What format should my examples be in?

Either a JSON array of objects with input and output keys, or plain text where each example is a block separated by a blank line. The tool detects JSON first and falls back to text parsing.

How is the diversity score calculated?

It measures how lexically distinct your inputs are from one another using token-overlap. Near-duplicate inputs lower the score because they teach the model little beyond a single pattern.

Why does label balance matter?

For classification-style tasks, skewed output labels bias the model toward the majority class. The balance subscore flags when one output value dominates so you can add counter-examples.

How many few-shot examples should I use?

Three to eight is typical. Below three the model has little to generalize from; above eight you spend tokens with diminishing returns and risk crowding the context window.

Does this send my examples anywhere?

No. All scoring runs locally in your browser with simple text statistics. Nothing is uploaded or stored.

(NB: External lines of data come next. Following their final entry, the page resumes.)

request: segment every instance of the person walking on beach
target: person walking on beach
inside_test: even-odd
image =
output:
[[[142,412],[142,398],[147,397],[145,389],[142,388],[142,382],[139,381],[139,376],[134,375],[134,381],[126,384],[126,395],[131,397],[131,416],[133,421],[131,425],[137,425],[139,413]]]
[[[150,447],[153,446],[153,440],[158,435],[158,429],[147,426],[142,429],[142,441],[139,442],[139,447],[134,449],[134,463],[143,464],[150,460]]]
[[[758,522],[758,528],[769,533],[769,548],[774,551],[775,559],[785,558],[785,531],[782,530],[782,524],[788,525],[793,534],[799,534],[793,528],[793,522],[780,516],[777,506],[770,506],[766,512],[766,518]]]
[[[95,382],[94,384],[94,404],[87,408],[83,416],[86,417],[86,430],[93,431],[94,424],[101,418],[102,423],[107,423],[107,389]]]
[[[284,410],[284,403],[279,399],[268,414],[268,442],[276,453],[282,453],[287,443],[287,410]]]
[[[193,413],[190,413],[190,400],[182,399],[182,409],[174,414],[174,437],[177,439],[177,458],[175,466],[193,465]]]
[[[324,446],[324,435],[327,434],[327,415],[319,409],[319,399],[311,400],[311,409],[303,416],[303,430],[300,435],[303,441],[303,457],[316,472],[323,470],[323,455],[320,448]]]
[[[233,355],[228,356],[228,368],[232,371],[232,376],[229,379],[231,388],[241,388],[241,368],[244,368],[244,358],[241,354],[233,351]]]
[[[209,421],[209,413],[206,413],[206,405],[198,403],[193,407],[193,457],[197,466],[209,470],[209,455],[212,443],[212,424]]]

What is the Few-Shot Example Quality Rater?

Analyzes a set of few-shot examples and scores them on input diversity, output variety, label balance, and length consistency so you can curate a stronger, more reliable example set for your prompts. It runs free in your browser on Gera Tools, with nothing uploaded.

Few-Shot Example Quality Rater

Name: Few-Shot Example Quality Rater
Creator: Gera Tools
License: https://creativecommons.org/licenses/by/4.0/

Few-shot example quality rater

Few-shot prompting only works when the examples actually teach the model something. A set of near-identical inputs, lopsided labels, or examples that skip the hard cases will leave the model guessing on real inputs. This rater analyzes your example set and gives you four subscores — input diversity, output variety, label balance, and length consistency — plus an overall grade and specific suggestions, so you can curate examples that generalize instead of ones that just look complete.

How it works

Paste your examples as a JSON array ([{ "input": "...", "output": "..." }]) or as plain-text blocks separated by blank lines. The tool tokenizes each input and measures pairwise overlap to estimate diversity — sets where every input shares most of its words score low because they only demonstrate one pattern. It does the same for outputs, tallies how often each distinct output value appears to judge label balance, and checks whether output lengths swing wildly. Everything runs locally in your browser; no model call is needed.

Tips and examples

Spread your inputs. If three of five examples start with the same phrasing, replace one with a structurally different case.
Include an edge case. Add at least one example covering the tricky or empty input — that single example often prevents the most common failures.
Balance the labels. For yes/no or category tasks, aim for roughly even representation unless the real distribution is genuinely skewed.
Keep outputs consistent in shape. If one output is a single word and another is a paragraph, the model gets a mixed signal about expected verbosity.

Why bad few-shot examples are worse than no examples

Zero-shot prompting relies entirely on the model’s pre-trained knowledge of the task. That is often sufficient for well-specified, common tasks. Few-shot prompting is intended to override or refine that default behavior by demonstration — but it only works when the examples actually model the target behavior. Problematic example sets can actively degrade performance:

Near-duplicate inputs train the model on a narrow input range, leaving it poorly calibrated on inputs that look even slightly different. The model essentially learns to do well on that one pattern.
Unbalanced labels in classification tasks produce a strong mode bias. If four of five examples have the label “positive,” the model learns that the base rate is 80% positive and defaults there under ambiguity.
Inconsistent output format causes the model to oscillate between formats — sometimes a JSON object, sometimes a prose sentence — depending on which examples the attention mechanism weighted most heavily on that particular call.
Only easy examples leave the model unprepared for the hard cases that matter most in production. The error rate on edge cases stays at baseline even though average performance looks fine.

What a strong few-shot set looks like

A well-curated set of three to six examples typically has:

One straightforward example that establishes the basic task format clearly.
One edge case covering the tricky or unusual input that would otherwise produce a wrong answer.
Balanced labels (for classification) so no single class dominates.
Varied input phrasing across examples so the model does not pick up superficial cues about which phrasing style to respond to.
Consistent output structure — if the first output is a JSON object with reason and label keys, all outputs should follow that structure.

The rater’s subscores map directly onto these criteria: diversity catches the phrasing variety problem, label balance catches the skew problem, output variety catches the format inconsistency problem, and length consistency catches verbosity mismatch.